In absolute terms, cardiac arrhythmia was the most frequent cardiovascular outcome observed in our study population. COPD patients—both men and women—were slightly more likely to have an incident arrhythmia diagnosis recorded than patients without COPD. Part of this association might be explained by a higher exposure to arrhythmogenic drugs such as beta agonists, a mainstay in COPD therapy [7], and quinolone or macrolide antibiotics for bacterial infections [8]. Hypoxemia and hypercapnia in COPD patients may also contribute to an increased risk of cardiac arrhythmias as they increase the QTc dispersion (QTcD) [28]. The authors of a Danish study focussed on atrial fibrillation among COPD patients and observed an increased risk associated with reduced lung function during a five-year follow-up [29]. Previously reported baseline prevalences of arrhythmia in COPD vary; Sidney et al. [20] reported that 4.7% of COPD patients had atrial fibrillation and 2.7% other arrhythmias, while a study in American Veterans found a prevalence of arrhythmias of 14.2% [30]. A comparison of the prevalence of arrhythmias in a Canadian study found an OR of 1.76 (95% CI 1.64–1.89) when comparing COPD patients with COPD-free patients. This study did not exclude patients with a history of cardiovascular events, but the authors adjusted the analysis for cardiovascular comorbidities [18]. The authors of another observational study stratified by COPD severity and reported relative risk estimates associated with various levels of COPD severity ranging from 0.92 (mild COPD) to 1.27 (severe COPD) [17].

We observed a rather strong association between severe COPD and the risk of developing an incident MI (OR 3.00, 95% CI 1.53–5.86], after adjusting for smoking, a common risk factor of COPD and MI. Persistent low-level systemic inflammation, reflected by increased levels of the C-reactive protein (CRP), is often present in patients with COPD [3], and increased levels of CRP are associated with an increased MI risk. Several previous observational studies have reported an association between COPD and MI [18, 20], while Engström et al. [31] did not detect an association between low FEV1 and cardiac events, defined as fatal or non-fatal MI or death from chronic ischemic heart disease. The association between COPD and risk of MI was higher in women than in men, an observation which was also reported by Sydney et al. [20].

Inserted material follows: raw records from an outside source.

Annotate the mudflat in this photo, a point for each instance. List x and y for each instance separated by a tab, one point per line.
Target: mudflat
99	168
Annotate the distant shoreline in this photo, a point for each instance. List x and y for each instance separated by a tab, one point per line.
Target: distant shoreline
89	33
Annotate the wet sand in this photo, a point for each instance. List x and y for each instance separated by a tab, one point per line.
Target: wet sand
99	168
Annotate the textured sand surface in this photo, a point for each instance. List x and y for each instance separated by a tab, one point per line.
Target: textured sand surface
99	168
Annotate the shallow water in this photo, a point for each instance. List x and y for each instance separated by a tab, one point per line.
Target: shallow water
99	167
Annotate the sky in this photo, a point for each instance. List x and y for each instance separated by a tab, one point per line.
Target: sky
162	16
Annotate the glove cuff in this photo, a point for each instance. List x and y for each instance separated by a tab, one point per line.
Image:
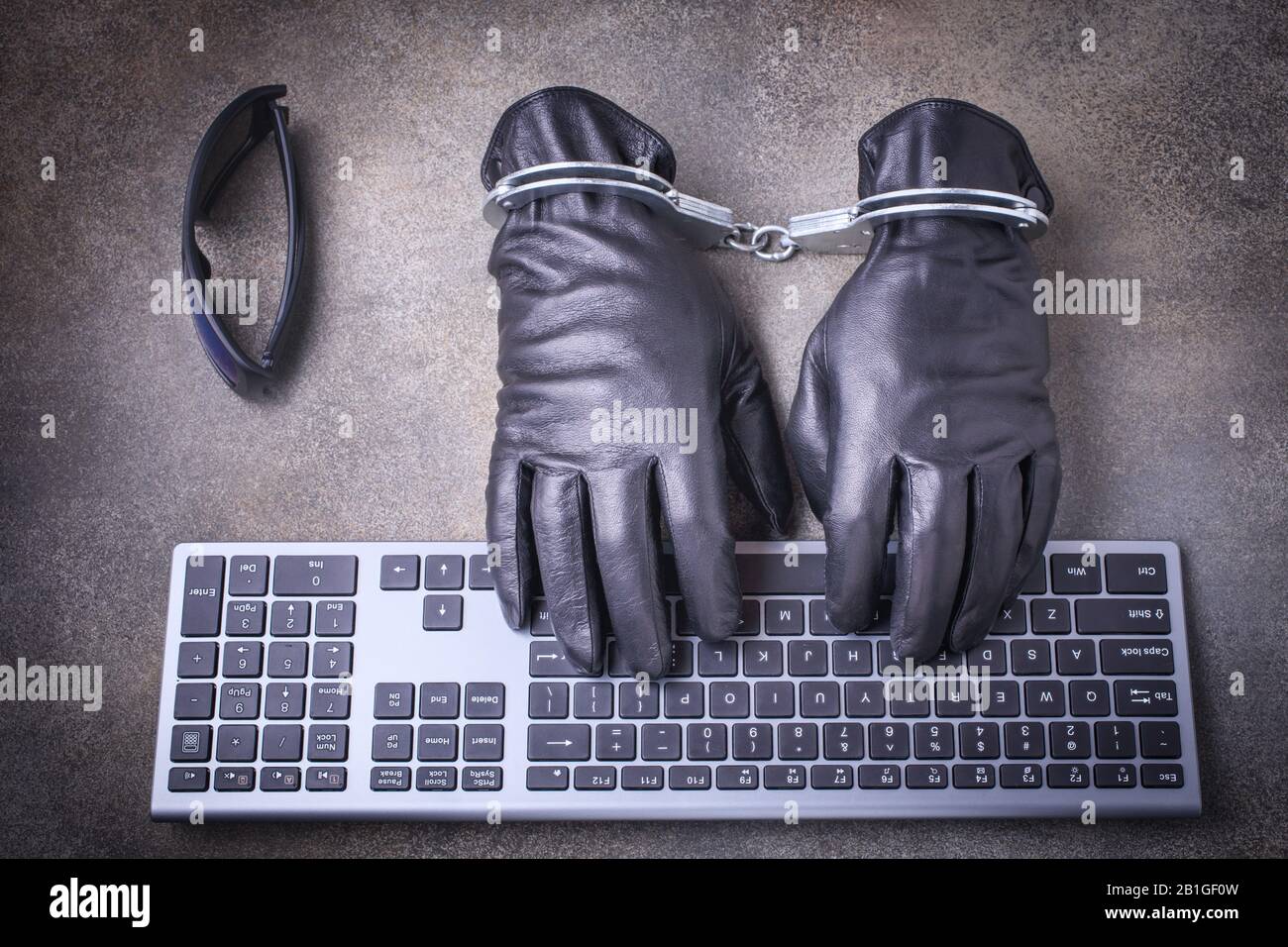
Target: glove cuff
570	124
982	151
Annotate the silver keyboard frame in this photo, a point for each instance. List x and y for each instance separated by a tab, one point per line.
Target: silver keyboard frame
389	646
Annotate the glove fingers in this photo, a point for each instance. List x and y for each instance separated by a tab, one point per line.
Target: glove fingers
704	561
806	428
1042	493
857	528
509	535
629	549
931	548
752	446
566	552
996	523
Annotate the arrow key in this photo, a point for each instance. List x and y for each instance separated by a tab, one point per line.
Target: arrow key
442	613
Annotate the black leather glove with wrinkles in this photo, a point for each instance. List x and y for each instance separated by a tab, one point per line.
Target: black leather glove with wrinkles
922	394
603	302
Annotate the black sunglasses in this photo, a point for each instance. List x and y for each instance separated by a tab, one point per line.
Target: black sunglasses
245	123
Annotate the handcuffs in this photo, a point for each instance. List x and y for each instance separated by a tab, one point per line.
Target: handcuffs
841	231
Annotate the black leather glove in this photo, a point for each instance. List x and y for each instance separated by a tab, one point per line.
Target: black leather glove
922	390
604	304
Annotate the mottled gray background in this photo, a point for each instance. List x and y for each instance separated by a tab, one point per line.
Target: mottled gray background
397	335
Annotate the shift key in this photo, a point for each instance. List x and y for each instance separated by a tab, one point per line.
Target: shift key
316	575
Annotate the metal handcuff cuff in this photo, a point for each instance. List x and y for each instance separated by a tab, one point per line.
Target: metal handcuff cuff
841	231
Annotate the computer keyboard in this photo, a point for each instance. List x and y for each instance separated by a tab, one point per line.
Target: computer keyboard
377	681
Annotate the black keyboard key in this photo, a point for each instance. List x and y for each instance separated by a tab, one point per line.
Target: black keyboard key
926	776
1115	775
558	742
1145	697
752	741
248	575
1134	574
481	574
1124	616
1050	616
329	701
643	777
776	698
235	779
888	741
334	620
1029	656
236	744
445	573
198	659
316	575
326	779
707	741
333	660
1074	574
202	587
773	574
287	659
483	742
1116	740
737	777
441	701
245	618
614	742
279	779
592	699
329	744
239	701
1069	741
436	742
1024	741
974	776
399	573
390	779
442	613
548	699
785	617
851	659
785	777
717	659
482	779
1136	656
1043	697
436	779
1089	697
548	779
1074	657
593	779
879	777
390	742
690	777
193	701
1162	776
394	701
798	741
1068	776
1159	740
189	744
483	701
932	741
1021	775
730	699
244	659
288	620
683	698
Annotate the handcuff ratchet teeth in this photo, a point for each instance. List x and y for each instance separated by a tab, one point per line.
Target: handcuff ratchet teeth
841	231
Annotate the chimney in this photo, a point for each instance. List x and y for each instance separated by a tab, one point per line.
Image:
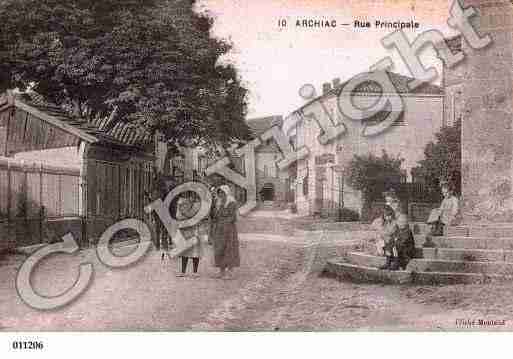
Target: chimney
326	87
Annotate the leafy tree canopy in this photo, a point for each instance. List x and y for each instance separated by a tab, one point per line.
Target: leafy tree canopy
365	171
153	59
442	159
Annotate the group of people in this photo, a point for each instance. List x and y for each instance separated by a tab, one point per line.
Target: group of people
395	239
218	230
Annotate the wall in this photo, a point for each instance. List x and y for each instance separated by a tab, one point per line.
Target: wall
423	117
486	123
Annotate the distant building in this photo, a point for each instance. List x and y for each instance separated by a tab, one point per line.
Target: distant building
272	184
321	187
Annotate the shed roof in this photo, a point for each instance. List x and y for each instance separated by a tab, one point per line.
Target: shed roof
106	130
261	124
400	83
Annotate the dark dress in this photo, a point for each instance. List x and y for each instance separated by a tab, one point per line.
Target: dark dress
405	244
224	236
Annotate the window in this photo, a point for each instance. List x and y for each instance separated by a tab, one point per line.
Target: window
305	186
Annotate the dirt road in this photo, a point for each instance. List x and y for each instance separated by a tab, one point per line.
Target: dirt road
272	291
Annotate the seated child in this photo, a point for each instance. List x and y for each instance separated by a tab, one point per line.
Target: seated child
404	244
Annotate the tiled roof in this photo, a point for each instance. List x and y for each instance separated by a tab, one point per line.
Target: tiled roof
105	129
400	83
261	124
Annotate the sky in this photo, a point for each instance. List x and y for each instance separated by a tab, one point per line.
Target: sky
274	62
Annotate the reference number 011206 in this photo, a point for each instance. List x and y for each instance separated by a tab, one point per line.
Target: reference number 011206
27	345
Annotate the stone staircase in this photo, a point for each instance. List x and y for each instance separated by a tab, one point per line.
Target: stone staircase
468	254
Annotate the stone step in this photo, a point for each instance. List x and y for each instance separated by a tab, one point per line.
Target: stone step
467	242
435	265
357	273
348	271
462	254
365	260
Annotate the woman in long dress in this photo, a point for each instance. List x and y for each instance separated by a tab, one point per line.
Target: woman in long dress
224	232
186	208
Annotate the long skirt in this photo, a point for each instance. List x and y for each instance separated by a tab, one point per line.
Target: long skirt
226	245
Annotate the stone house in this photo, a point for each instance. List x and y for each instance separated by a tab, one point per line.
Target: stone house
321	187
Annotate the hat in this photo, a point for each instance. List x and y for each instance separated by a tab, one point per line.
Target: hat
390	193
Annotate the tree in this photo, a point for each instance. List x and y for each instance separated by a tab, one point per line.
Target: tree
372	175
154	60
363	172
442	159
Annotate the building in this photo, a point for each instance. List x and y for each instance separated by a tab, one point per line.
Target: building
272	184
321	188
452	84
83	174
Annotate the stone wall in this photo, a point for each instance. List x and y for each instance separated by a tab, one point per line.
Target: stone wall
487	114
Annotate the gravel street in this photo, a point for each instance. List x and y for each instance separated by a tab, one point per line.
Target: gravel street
273	290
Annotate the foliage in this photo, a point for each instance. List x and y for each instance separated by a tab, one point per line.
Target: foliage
155	60
365	171
442	159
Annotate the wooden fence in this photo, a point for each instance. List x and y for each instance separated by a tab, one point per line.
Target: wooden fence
32	195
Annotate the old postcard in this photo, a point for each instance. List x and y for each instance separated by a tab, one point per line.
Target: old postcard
214	165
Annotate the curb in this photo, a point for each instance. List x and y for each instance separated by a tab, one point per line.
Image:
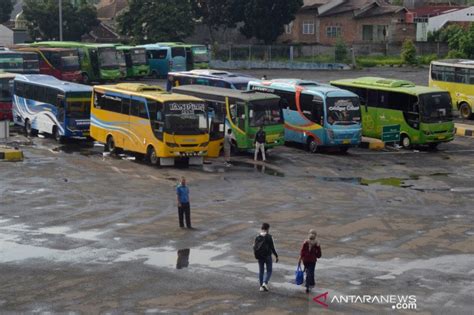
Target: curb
371	144
12	155
464	130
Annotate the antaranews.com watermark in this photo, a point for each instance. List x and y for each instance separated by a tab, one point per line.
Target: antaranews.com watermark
396	302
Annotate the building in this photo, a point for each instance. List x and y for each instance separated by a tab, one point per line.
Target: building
354	21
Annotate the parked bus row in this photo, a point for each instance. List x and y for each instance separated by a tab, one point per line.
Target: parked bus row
90	62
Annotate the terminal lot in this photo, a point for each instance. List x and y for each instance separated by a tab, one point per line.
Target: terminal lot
82	231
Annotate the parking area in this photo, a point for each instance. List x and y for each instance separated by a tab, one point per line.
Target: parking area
85	232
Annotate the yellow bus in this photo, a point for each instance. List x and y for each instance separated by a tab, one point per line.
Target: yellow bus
150	122
457	77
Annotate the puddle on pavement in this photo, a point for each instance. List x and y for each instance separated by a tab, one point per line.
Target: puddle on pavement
208	256
240	166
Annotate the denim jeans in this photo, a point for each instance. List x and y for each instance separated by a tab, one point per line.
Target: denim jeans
261	264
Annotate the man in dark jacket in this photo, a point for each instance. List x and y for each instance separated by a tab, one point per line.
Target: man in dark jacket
263	250
260	143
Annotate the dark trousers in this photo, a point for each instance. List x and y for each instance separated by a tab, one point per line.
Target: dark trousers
261	266
185	210
310	274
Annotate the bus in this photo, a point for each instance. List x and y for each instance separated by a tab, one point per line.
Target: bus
423	113
150	122
21	62
6	86
136	64
99	62
44	104
164	59
197	56
61	63
215	78
457	77
243	112
316	115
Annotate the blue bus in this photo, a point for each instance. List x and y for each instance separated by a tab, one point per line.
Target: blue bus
42	103
316	115
164	59
216	78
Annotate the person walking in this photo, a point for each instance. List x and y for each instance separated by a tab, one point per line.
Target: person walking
260	143
184	208
263	249
227	146
309	254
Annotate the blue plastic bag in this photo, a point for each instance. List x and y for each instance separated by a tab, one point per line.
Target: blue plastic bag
299	275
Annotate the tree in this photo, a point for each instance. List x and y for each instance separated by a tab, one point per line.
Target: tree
6	8
216	14
157	20
43	21
408	53
265	19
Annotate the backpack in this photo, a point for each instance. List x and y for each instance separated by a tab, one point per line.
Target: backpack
261	249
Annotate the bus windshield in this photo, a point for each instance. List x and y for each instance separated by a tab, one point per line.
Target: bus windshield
70	61
138	57
265	112
186	118
343	110
5	92
79	109
436	107
108	58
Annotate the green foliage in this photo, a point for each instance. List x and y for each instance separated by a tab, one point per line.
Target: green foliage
6	8
148	21
408	54
265	19
340	51
43	21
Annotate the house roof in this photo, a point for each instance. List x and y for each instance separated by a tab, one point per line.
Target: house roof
428	11
360	8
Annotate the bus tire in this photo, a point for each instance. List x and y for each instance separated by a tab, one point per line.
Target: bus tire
151	156
56	135
312	145
405	141
465	110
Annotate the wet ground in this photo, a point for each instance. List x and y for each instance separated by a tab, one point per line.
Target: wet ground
86	232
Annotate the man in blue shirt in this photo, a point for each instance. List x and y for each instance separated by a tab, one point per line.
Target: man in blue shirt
182	193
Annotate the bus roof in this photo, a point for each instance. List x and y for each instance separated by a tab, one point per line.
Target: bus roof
210	90
145	90
50	81
384	84
309	87
215	74
464	63
7	75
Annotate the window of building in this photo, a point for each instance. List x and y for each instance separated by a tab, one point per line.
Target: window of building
333	31
308	27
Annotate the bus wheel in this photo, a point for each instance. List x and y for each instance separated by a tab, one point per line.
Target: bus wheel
57	135
312	145
465	110
151	156
405	142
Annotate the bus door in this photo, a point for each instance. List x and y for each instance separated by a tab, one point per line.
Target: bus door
189	59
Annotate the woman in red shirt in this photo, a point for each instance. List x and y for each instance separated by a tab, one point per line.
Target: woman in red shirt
309	254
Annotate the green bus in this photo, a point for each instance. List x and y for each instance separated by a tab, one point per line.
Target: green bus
136	63
241	111
423	113
99	62
197	56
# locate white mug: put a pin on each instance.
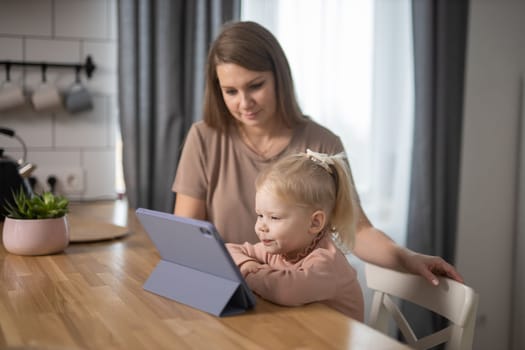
(11, 96)
(46, 98)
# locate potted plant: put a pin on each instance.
(36, 224)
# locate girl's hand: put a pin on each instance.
(250, 266)
(429, 267)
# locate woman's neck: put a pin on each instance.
(266, 141)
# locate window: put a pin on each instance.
(352, 67)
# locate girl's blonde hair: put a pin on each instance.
(320, 182)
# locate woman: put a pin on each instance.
(252, 118)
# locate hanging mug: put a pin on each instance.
(78, 98)
(46, 97)
(11, 95)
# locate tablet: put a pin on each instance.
(195, 268)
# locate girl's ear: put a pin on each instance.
(317, 222)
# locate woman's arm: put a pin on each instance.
(374, 246)
(190, 207)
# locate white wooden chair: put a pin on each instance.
(452, 300)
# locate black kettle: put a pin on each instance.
(14, 175)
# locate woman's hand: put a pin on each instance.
(249, 266)
(428, 266)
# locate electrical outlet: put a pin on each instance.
(69, 180)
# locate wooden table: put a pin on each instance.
(91, 297)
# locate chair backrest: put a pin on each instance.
(450, 299)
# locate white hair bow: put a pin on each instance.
(322, 159)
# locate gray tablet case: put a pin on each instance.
(195, 267)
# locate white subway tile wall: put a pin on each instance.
(64, 31)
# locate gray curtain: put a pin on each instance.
(162, 55)
(440, 32)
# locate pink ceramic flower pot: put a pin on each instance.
(36, 237)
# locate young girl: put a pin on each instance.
(306, 211)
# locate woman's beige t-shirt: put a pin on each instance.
(220, 169)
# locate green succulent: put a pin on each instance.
(44, 206)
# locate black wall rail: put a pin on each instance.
(88, 66)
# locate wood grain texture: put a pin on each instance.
(90, 297)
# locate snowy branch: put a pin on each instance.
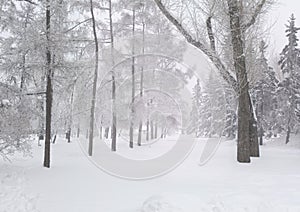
(212, 56)
(255, 15)
(29, 1)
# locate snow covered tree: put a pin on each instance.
(265, 96)
(290, 86)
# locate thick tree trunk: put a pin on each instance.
(244, 113)
(49, 90)
(92, 116)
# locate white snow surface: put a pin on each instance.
(270, 183)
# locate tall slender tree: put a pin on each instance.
(92, 115)
(290, 86)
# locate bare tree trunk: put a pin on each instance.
(133, 82)
(254, 145)
(240, 85)
(155, 131)
(244, 113)
(114, 115)
(288, 132)
(71, 115)
(106, 132)
(92, 116)
(100, 131)
(49, 90)
(152, 129)
(78, 131)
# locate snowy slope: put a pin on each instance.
(268, 184)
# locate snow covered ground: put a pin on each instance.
(269, 184)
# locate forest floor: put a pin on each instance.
(270, 183)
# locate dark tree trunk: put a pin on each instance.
(133, 82)
(141, 88)
(92, 116)
(114, 115)
(254, 145)
(100, 132)
(78, 132)
(155, 131)
(106, 132)
(288, 133)
(140, 134)
(152, 130)
(244, 113)
(49, 90)
(147, 130)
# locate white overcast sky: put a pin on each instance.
(279, 16)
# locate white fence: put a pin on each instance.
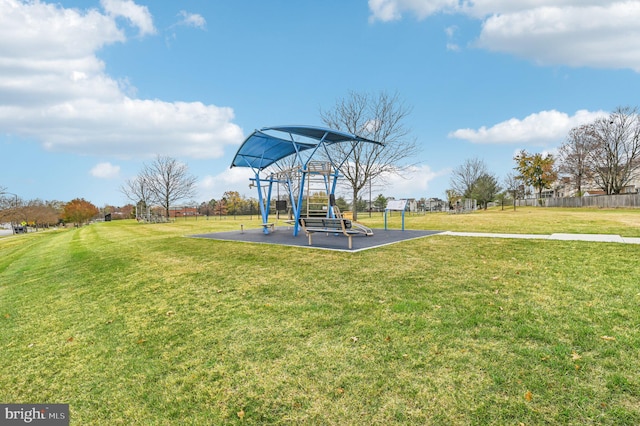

We found only a weak association between COPD and the risk of stroke/TIA with an OR of 1.13 (95% CI 0.92–1.38). While the crude incidence rates in men with or without COPD were closely similar, COPD was associated with a 1.5-fold increased risk in women. Sidney et al. also reported a RR of 1.50 (95% CI 1.30–3.41) in women with COPD. [20] Truelsen et al. [32] explored the association between reduced lung function and the risk of stroke, resulting in ORs ranging between 1.00 and 1.38 for FEV1 values below 80% when compared to FEV1 values ≥100%. Hozawa et al. [33] did not find a significant association between airway obstruction and ischemic stroke. Engström et al. [31] did not observe a statistically significantly altered risk when they studied the association between low FEV1 and stroke. Two other longitudinal studies found only weak associations between COPD and stroke [18, 20]. Thus, COPD does not seem to substantially alter the risk of developing a first-time diagnosis of stroke. Whether the slightly different findings for MI and stroke/TIA risks in association with COPD indeed reflect a greater vulnerability of women, or whether this is due to residual confounding e.g. by smoking needs further investigation.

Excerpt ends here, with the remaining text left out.